The Times also left off arguments popping up in Time magazine of all places, suggesting political correctness played a role. Mark Thompson wrote:

As officials continue to investigate the alleged Fort Hood killer, it is looking increasingly likely that the Army missed several red flags in Major Nidal Malik Hasan's behavior. Many observers say it wouldn't be surprising if such signals had been missed, given that Hasan was a psychiatrist whom the Army desperately needed to help tend to the mental wounds of two wars. But at the same time, some members of the military are quietly discussing the more troubling possibility that the Army looked the other way precisely because Hasan was Muslim.



The Times surveyed the chilling details of what is known about Hasan's state of mind and behavior and somehow managed to term it "a mixed picture."

Had the task force investigator spoken with Major Hasan's psychiatric colleagues, he would have found a mixed picture. Some co-workers at Walter Reed and the Uniformed Services University said in interviews that they found his conduct troubling at times.

Other faculty members and students have expressed alarm about Power Point presentations Major Hasan delivered both as a senior resident at Walter Reed and during his fellowship. In one presentation in June 2007, first reported by The Washington Post, Major Hasan argued that the Army should allow Muslim soldiers to leave the military as conscientious objectors if they refused to kill other Muslims, and he warned of "adverse events" if it did not.

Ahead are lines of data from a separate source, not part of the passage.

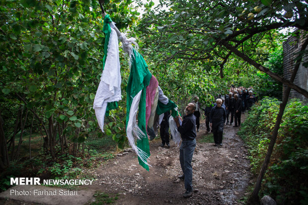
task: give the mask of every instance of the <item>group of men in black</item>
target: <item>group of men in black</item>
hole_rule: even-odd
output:
[[[252,95],[252,91],[249,91],[248,95],[243,95],[241,90],[232,90],[228,96],[218,98],[216,102],[211,106],[208,106],[203,110],[205,111],[207,133],[210,132],[210,126],[212,127],[213,133],[215,146],[222,146],[223,133],[226,119],[229,125],[229,116],[231,114],[230,125],[233,123],[234,118],[234,126],[240,125],[240,115],[247,108],[250,110],[251,106],[256,101],[255,97]],[[239,92],[240,91],[240,92]],[[247,91],[243,92],[247,93]],[[224,102],[226,99],[226,101]],[[190,197],[193,192],[197,192],[197,189],[193,188],[192,185],[192,166],[191,162],[196,147],[196,130],[199,132],[200,127],[200,117],[201,110],[202,109],[199,102],[199,98],[195,97],[195,102],[189,103],[185,109],[185,115],[183,119],[180,116],[174,118],[177,130],[181,134],[182,143],[180,147],[179,159],[183,174],[179,178],[183,179],[185,192],[183,197],[186,198]],[[247,102],[247,106],[245,106]],[[225,102],[225,103],[224,103]],[[165,113],[160,125],[160,136],[163,147],[165,143],[168,148],[170,147],[169,143],[169,133],[168,126],[168,117],[170,113]],[[182,121],[180,125],[179,119]]]
[[[204,109],[206,117],[206,125],[207,133],[210,131],[210,125],[214,121],[215,126],[211,125],[213,133],[215,146],[222,146],[222,137],[223,128],[226,121],[226,125],[232,125],[233,120],[234,124],[233,127],[240,126],[240,118],[242,113],[246,110],[250,110],[251,106],[257,101],[257,98],[253,95],[252,90],[247,92],[243,88],[230,89],[228,95],[222,96],[221,95],[216,100],[214,105],[207,106]],[[222,102],[221,107],[224,108],[224,111],[220,110],[216,111],[218,109],[218,102]],[[229,121],[229,116],[231,115]],[[219,126],[218,125],[219,125]]]

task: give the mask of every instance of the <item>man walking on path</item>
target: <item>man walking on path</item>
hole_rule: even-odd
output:
[[[213,105],[207,106],[204,109],[204,115],[205,115],[205,125],[206,126],[206,132],[209,133],[210,130],[210,116],[211,115],[211,111],[213,108]]]
[[[248,110],[250,110],[251,106],[254,104],[254,103],[256,102],[256,100],[254,95],[252,94],[252,91],[251,90],[249,90],[248,93],[248,95],[247,96],[247,101],[248,102]]]
[[[199,97],[195,97],[195,105],[196,110],[194,112],[194,115],[196,117],[196,125],[197,126],[197,132],[199,132],[199,128],[200,126],[200,111],[201,104],[199,102]]]
[[[193,103],[187,105],[185,109],[185,116],[183,117],[182,125],[178,122],[178,117],[174,118],[177,130],[181,134],[182,144],[180,147],[180,163],[184,174],[179,177],[184,179],[186,192],[183,195],[185,198],[191,197],[193,193],[192,167],[191,161],[196,147],[196,117],[193,114],[196,110]]]
[[[242,112],[242,99],[238,97],[238,94],[234,95],[234,127],[240,126],[240,115]]]
[[[223,145],[223,133],[224,125],[226,122],[226,110],[222,107],[223,101],[218,98],[216,100],[216,106],[212,108],[210,117],[210,125],[213,130],[215,146]]]
[[[229,93],[229,97],[226,98],[226,112],[227,112],[227,124],[229,123],[229,114],[231,113],[231,119],[230,119],[230,125],[233,123],[233,109],[234,109],[234,98],[232,97],[232,93]]]
[[[161,144],[160,146],[163,147],[165,144],[168,148],[170,148],[169,143],[169,118],[170,117],[170,111],[167,111],[163,114],[162,121],[160,123],[160,138],[161,138]]]

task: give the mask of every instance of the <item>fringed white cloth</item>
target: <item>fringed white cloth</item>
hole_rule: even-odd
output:
[[[147,162],[147,160],[149,160],[150,156],[140,149],[136,145],[137,139],[140,139],[141,137],[147,137],[147,136],[142,132],[140,128],[138,127],[136,121],[136,117],[139,107],[139,102],[140,101],[140,97],[142,90],[135,96],[133,99],[133,102],[131,106],[131,109],[129,113],[129,120],[127,124],[127,129],[126,129],[126,135],[128,139],[128,142],[131,147],[135,151],[136,153],[138,155],[140,159],[145,164],[148,166],[151,166]]]
[[[160,101],[161,103],[166,105],[168,104],[168,102],[169,102],[169,99],[168,97],[163,94],[163,92],[160,87],[158,86],[158,100]],[[159,123],[159,124],[160,124]]]
[[[107,103],[122,99],[121,81],[119,42],[116,31],[111,28],[105,67],[93,105],[98,125],[103,133]]]
[[[179,123],[180,125],[182,125],[182,121],[179,118]],[[175,143],[175,144],[179,146],[181,142],[181,134],[177,131],[177,126],[174,119],[172,116],[169,118],[169,127],[170,128],[170,132],[172,136],[172,140]]]
[[[135,50],[138,51],[139,46],[136,42],[135,38],[127,38],[125,34],[122,34],[121,36],[119,36],[119,38],[122,41],[122,48],[123,49],[124,52],[128,56],[128,63],[129,68],[131,68],[132,63],[132,59],[134,58],[134,54],[133,53],[133,44],[135,45]]]

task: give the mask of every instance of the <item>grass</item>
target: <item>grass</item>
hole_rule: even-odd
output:
[[[95,201],[92,205],[100,205],[114,204],[119,199],[119,194],[106,194],[104,192],[96,192],[94,195]]]

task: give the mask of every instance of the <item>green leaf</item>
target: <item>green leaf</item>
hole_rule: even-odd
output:
[[[76,120],[77,120],[77,117],[75,116],[75,115],[70,118],[70,120],[72,121],[75,121]]]
[[[16,37],[16,36],[12,33],[11,33],[10,34],[9,34],[9,37],[11,38],[12,39],[17,40],[17,37]]]
[[[61,83],[61,82],[58,82],[55,85],[55,87],[57,88],[60,88],[62,87],[62,83]]]
[[[65,119],[65,117],[66,116],[64,115],[60,115],[60,116],[59,116],[59,118],[61,119],[61,120],[63,120]]]
[[[264,5],[270,5],[272,3],[272,0],[261,0],[261,2]]]
[[[70,118],[70,119],[71,119],[71,118]],[[77,128],[80,128],[80,127],[81,127],[81,124],[80,123],[74,123],[74,125]]]
[[[72,111],[72,110],[70,110],[70,111],[67,112],[67,113],[68,114],[68,115],[72,116],[72,115],[74,114],[74,112]]]
[[[93,100],[95,98],[95,95],[93,93],[90,94],[90,99]]]
[[[42,56],[47,58],[50,56],[50,54],[49,53],[49,52],[42,52]]]
[[[106,132],[106,135],[108,136],[110,136],[111,135],[112,135],[112,133],[111,133],[111,131],[109,129],[108,129],[108,128],[106,129],[105,130],[105,132]]]
[[[45,4],[45,7],[51,11],[52,10],[52,7],[50,5]]]
[[[77,127],[77,128],[80,128],[80,127],[77,127],[76,125],[76,124],[77,123],[75,123],[75,126],[76,127]],[[80,126],[81,126],[81,124],[80,124]],[[84,137],[83,137],[80,136],[79,137],[78,137],[78,143],[82,143],[82,142],[83,142],[84,141],[84,140],[85,140],[85,138]]]
[[[38,52],[42,51],[42,46],[40,45],[35,44],[33,46],[33,51],[35,52]]]
[[[36,91],[37,89],[36,85],[30,85],[30,87],[29,87],[29,90],[32,92]]]
[[[75,59],[75,60],[78,60],[78,59],[79,59],[79,56],[76,54],[75,54],[75,53],[74,52],[70,52],[71,55],[72,55],[72,56],[73,56],[73,57],[74,57],[74,59]]]
[[[233,31],[231,30],[227,30],[225,32],[225,34],[233,34]]]
[[[283,7],[283,9],[286,11],[291,11],[294,7],[295,4],[294,3],[289,3]]]
[[[8,88],[3,88],[2,89],[2,92],[4,93],[5,94],[7,94],[9,93],[10,91],[10,90]]]

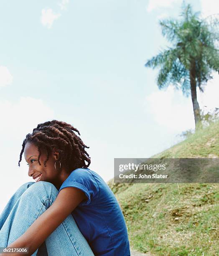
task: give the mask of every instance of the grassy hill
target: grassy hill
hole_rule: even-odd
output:
[[[219,158],[219,122],[153,158]],[[108,184],[131,246],[154,255],[219,255],[219,184]]]

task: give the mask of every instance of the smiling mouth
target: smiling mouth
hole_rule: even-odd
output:
[[[37,177],[35,179],[34,179],[34,180],[36,181],[36,182],[37,182],[38,181],[39,181],[39,180],[40,180],[40,179],[41,178],[41,177],[42,177],[42,174],[40,174],[39,176],[38,176],[38,177]]]

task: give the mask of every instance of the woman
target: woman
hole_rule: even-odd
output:
[[[0,247],[27,247],[27,255],[34,256],[130,255],[118,202],[88,168],[84,148],[89,147],[74,132],[80,135],[70,124],[53,120],[26,136],[18,165],[23,153],[36,182],[21,186],[4,209]]]

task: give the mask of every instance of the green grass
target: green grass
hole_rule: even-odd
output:
[[[153,158],[219,157],[219,122]],[[219,255],[219,185],[108,184],[123,213],[130,246],[154,255]]]

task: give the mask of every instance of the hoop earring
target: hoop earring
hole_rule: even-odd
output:
[[[59,162],[59,164],[60,164],[60,170],[61,169],[61,162],[60,161]],[[55,169],[56,169],[56,171],[57,171],[57,169],[56,169],[56,162],[55,162]]]

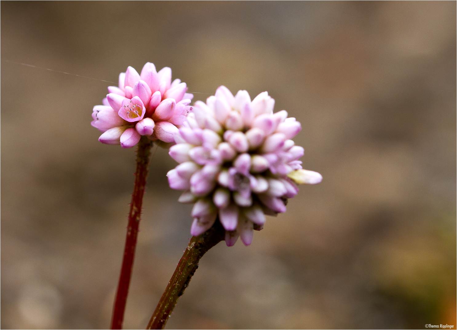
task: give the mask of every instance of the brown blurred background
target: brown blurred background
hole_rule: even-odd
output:
[[[456,325],[456,11],[446,2],[2,1],[2,328],[106,328],[135,148],[92,107],[128,65],[196,100],[225,85],[301,122],[322,174],[245,247],[203,257],[168,329]],[[125,328],[145,327],[190,237],[152,161]],[[454,326],[455,328],[455,326]]]

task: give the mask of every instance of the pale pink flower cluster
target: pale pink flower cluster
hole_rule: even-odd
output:
[[[322,177],[302,169],[301,147],[292,139],[301,130],[264,92],[251,100],[245,90],[234,96],[223,86],[206,103],[197,101],[179,132],[170,156],[180,164],[167,174],[170,187],[186,190],[181,203],[195,203],[191,234],[197,236],[218,216],[225,242],[239,236],[245,245],[260,230],[265,215],[285,212],[297,183],[315,184]]]
[[[103,132],[98,141],[131,148],[142,135],[152,141],[174,142],[190,110],[193,95],[179,79],[171,82],[171,69],[157,72],[146,63],[140,74],[132,67],[119,75],[119,87],[108,88],[103,105],[94,107],[91,124]]]

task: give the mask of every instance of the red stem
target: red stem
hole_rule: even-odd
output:
[[[125,239],[124,257],[122,261],[121,276],[119,278],[119,284],[117,285],[111,320],[112,329],[122,329],[122,322],[124,320],[124,313],[125,311],[128,287],[130,283],[133,259],[135,258],[138,227],[141,215],[141,205],[146,187],[146,179],[148,176],[148,168],[152,146],[152,141],[145,136],[142,136],[138,143],[135,183],[133,186],[133,193],[132,195],[130,211],[128,214],[128,225],[127,226],[127,236]]]
[[[223,241],[225,231],[218,219],[213,227],[200,236],[194,236],[189,242],[187,248],[178,263],[175,272],[151,320],[147,329],[163,329],[168,320],[178,299],[184,293],[184,290],[191,278],[198,267],[198,261],[207,251],[221,241]]]

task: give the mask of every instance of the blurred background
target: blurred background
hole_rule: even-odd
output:
[[[168,329],[456,325],[455,1],[2,1],[1,327],[109,326],[135,148],[93,106],[131,65],[194,101],[265,90],[322,174],[249,247],[202,259]],[[207,94],[205,94],[207,93]],[[154,147],[155,150],[155,147]],[[160,148],[124,327],[144,329],[187,246]]]

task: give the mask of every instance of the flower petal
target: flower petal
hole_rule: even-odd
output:
[[[105,144],[121,144],[121,136],[127,129],[126,126],[113,127],[100,136],[98,141]]]
[[[140,135],[150,135],[154,132],[154,120],[149,118],[143,118],[137,123],[135,128]]]
[[[159,121],[155,124],[154,135],[164,142],[174,142],[173,135],[179,131],[178,128],[168,121]]]
[[[121,136],[121,147],[124,148],[131,148],[139,142],[141,136],[134,128],[128,128]]]
[[[133,87],[135,85],[135,83],[139,81],[141,79],[140,75],[137,72],[137,70],[132,67],[129,67],[125,72],[124,88],[125,89],[128,86]]]
[[[238,223],[238,207],[232,203],[225,209],[219,209],[219,219],[226,230],[234,230]]]
[[[168,120],[173,115],[175,107],[176,101],[174,99],[165,99],[155,108],[152,119],[156,121]]]

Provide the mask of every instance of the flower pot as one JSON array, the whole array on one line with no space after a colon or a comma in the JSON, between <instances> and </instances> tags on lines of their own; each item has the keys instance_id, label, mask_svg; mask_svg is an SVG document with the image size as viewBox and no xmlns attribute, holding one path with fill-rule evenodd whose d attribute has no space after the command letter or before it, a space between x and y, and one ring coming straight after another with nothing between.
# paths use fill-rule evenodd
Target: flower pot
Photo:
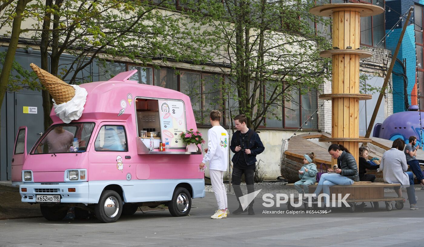
<instances>
[{"instance_id":1,"label":"flower pot","mask_svg":"<svg viewBox=\"0 0 424 247\"><path fill-rule=\"evenodd\" d=\"M187 144L186 147L186 151L187 152L197 152L198 147L195 143L190 143Z\"/></svg>"}]
</instances>

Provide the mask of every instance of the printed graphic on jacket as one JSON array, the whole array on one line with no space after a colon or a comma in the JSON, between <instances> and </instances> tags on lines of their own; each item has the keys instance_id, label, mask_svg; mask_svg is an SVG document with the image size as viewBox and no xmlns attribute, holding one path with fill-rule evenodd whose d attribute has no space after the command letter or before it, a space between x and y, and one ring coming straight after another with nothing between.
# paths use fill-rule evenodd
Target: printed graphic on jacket
<instances>
[{"instance_id":1,"label":"printed graphic on jacket","mask_svg":"<svg viewBox=\"0 0 424 247\"><path fill-rule=\"evenodd\" d=\"M226 136L226 135L225 134L225 133L221 133L221 135L225 135ZM220 142L219 143L220 145L221 146L221 147L222 148L226 148L227 145L228 144L228 142L227 141L227 137L226 137L225 138L224 138L224 140L222 140L222 136L221 136L220 137Z\"/></svg>"}]
</instances>

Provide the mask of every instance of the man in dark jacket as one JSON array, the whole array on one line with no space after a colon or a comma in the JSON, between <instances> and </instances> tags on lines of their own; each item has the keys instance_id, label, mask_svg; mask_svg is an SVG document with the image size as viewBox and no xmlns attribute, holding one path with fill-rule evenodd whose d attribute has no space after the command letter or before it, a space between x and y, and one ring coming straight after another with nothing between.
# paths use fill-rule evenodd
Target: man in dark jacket
<instances>
[{"instance_id":1,"label":"man in dark jacket","mask_svg":"<svg viewBox=\"0 0 424 247\"><path fill-rule=\"evenodd\" d=\"M248 128L246 125L247 121L244 114L237 115L234 118L237 131L234 132L230 145L231 151L234 153L231 160L233 164L232 176L233 188L239 203L239 208L232 212L234 214L240 214L245 211L245 209L243 210L239 199L243 196L243 192L240 188L242 175L244 174L248 193L254 192L254 178L256 168L256 156L265 149L259 135ZM254 202L252 200L249 204L249 215L255 214L253 211Z\"/></svg>"}]
</instances>

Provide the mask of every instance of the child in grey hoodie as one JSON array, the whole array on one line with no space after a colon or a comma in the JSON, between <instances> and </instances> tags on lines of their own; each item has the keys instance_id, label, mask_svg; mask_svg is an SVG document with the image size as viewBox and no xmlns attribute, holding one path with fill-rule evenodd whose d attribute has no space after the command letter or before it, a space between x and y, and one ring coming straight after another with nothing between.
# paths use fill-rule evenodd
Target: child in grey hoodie
<instances>
[{"instance_id":1,"label":"child in grey hoodie","mask_svg":"<svg viewBox=\"0 0 424 247\"><path fill-rule=\"evenodd\" d=\"M300 180L294 183L294 187L299 195L304 193L309 193L309 185L315 184L316 183L316 175L318 173L317 166L313 163L312 160L315 158L314 153L307 154L304 156L303 166L299 170L299 178ZM303 185L303 190L302 189L301 185Z\"/></svg>"}]
</instances>

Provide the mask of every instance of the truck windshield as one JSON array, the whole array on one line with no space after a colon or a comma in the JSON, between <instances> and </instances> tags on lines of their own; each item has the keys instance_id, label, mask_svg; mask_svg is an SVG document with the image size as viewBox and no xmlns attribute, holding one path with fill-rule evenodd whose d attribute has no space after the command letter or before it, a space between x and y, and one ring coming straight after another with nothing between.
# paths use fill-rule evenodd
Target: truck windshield
<instances>
[{"instance_id":1,"label":"truck windshield","mask_svg":"<svg viewBox=\"0 0 424 247\"><path fill-rule=\"evenodd\" d=\"M75 123L52 126L43 134L31 154L85 152L94 123Z\"/></svg>"}]
</instances>

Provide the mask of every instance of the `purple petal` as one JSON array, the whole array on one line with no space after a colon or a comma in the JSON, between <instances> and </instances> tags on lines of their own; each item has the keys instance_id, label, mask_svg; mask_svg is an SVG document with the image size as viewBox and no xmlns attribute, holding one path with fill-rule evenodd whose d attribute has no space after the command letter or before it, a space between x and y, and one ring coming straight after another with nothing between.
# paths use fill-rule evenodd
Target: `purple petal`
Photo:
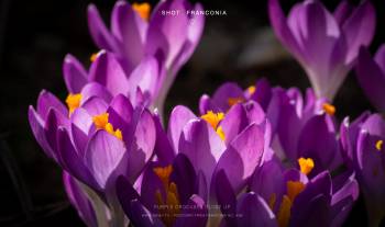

Other colleagues had a more benign view of Major Hasan. Nancy Meyer, a social worker who attended the 2007 presentation, described it as a scholarly explanation of why "Muslims should not be in a position to harm other Muslims," saying she did not take it as "at all threatening." Ms. Meyer added, however, that when she heard Major Hasan had been charged with the shootings, the lecture was the first thing that came to her mind.


Even while bringing up Hasan's chilling Power Point presentation, the Times failed to report an item from Hasan's "scholarly explanation" that ABC News and the Washington Post did. As described by the Washington Post's Dana Priest:

The final three slides indicate that Hasan referred to Osama bin Laden, the Taliban, suicide bombers and Iran.

Under a slide titled "Comments," he wrote: "If Muslim groups can convince Muslims that they are fighting for God against injustices of the 'infidels'; ie: enemies of Islam, then Muslims can become a potent adversary ie: suicide bombing, etc." [sic]

The last bullet point on that page reads simply: "We love death more then [sic] you love life!"